Home improvements without planning permission can adversely impact on house values
Planning permission needs granting for some property alterations. Buying a house is fraught with potential for nasty surprises, and one particular surprise is the addition of extensions and home improvements not given official planning permission that can have an adverse impact on property prices. A conveyancer has a duty to check that all the required planning permissions are in place before a sale completes, ignorance is not a defence for house buyers. If you’re trying to sell a home online without the necessary planning permission, you will probably find that the house valuation process uncovers the truth – and the effects can be quite staggering. Therefore it is important when considering home improvement ideas or projects that you check if planning consent is required or not.
Home Improvements needing planning permission and how it relates to house prices
Local authorities are usually responsible for granting planning permission. A range of renovations and extensions need planning consent, including the increase of the floor area of property or the building of a new structure. If you’re planning home improvements or minor alterations, it is unlikely you will need to apply for planning permission – unless your property is either located in a conservation area or has ‘listed’ status.
To protect the sale value of your home, it pays to be in possession of the facts when it comes to planning permission. Fortunately, there is a range of minor building works that can take place without formal planning consent, and they include:
– The construction of a porch
– The addition of a garage
– The construction of boundary walls and fences
– Change of use from a garage to a domestic room
– The building of conservatories that meet certain criteria
It is worth pointing out, however, that these permissions are only valid if the new structures do not rise higher than the original building. A full breakdown of the rules and regulations governing planning permission in the UK is on the government’s planning website; although individual local authorities have powers to determine their ‘permitted development orders’ so speaking with the council’s planning department before building work is essential.

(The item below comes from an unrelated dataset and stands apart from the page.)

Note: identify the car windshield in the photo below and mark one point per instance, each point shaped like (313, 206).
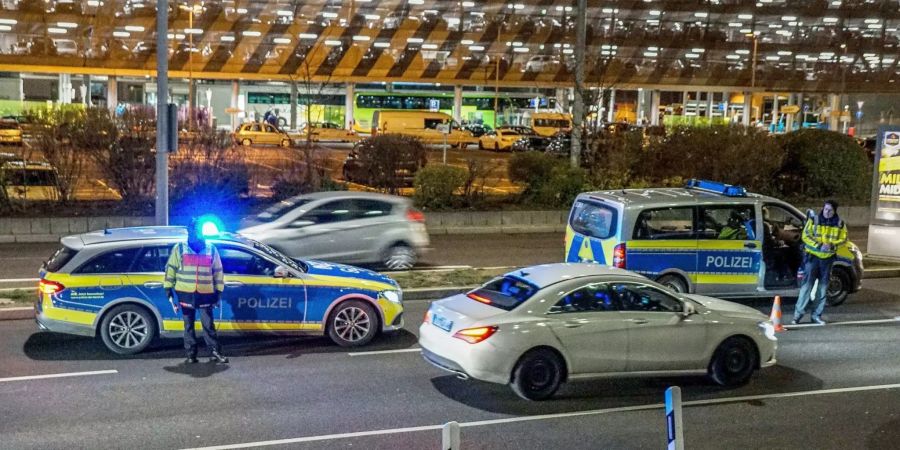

The law allows a local authority to issue an enforcement notice to the property’s owner if the necessary planning permission is not in place. It’s your responsibility whether you were responsible for any illegal improvements or not. The legal searches carried out by a buyer’s surveyor will uncover any planning issues, and because any new owner would be liable for rectifying illegal builds, the effect planning issues have on property prices can be huge.
However, any local authority only has four years from the commencement of works to issue an enforcement notice requiring rectification of an illegal build. After four years, a homeowner does not have to comply with any enforcement action. Illegal home improvements have the potential to stop house sales in their tracks, and even if you manage to sell your home without acquiring the necessary planning permissions, the new owner may be entitled to sue you to recover the added cost of complying with planning rules. To protect the value of your home, seeking expert advice on planning before work commences is a necessity.
An example of how planning permission breaches can impact UK house prices
A German couple moved into their idyllic home in the Cotswolds back in 2007. Their lawyer carried out all the usual searches, and the sale went through without a hitch. However, Angela and Gerrit Pires were left devastated when they received a letter from Cotswold District Council informing them that the terms of the planning permission agreed by the home’s previous owners breached. Instead of the allowed 3,121 square feet, their property extended to 4,843 square feet. Not only were the couple liable for the cost of demolishing a third of their new home, but the property was also worth far less than they paid for it.
Most searches will uncover properties that have breached planning regulations, and that can profoundly affect a subsequent property valuation. However, by carefully scrutinising planning rules and the subsequent work that takes place, both buyers and sellers can protect their financial interests.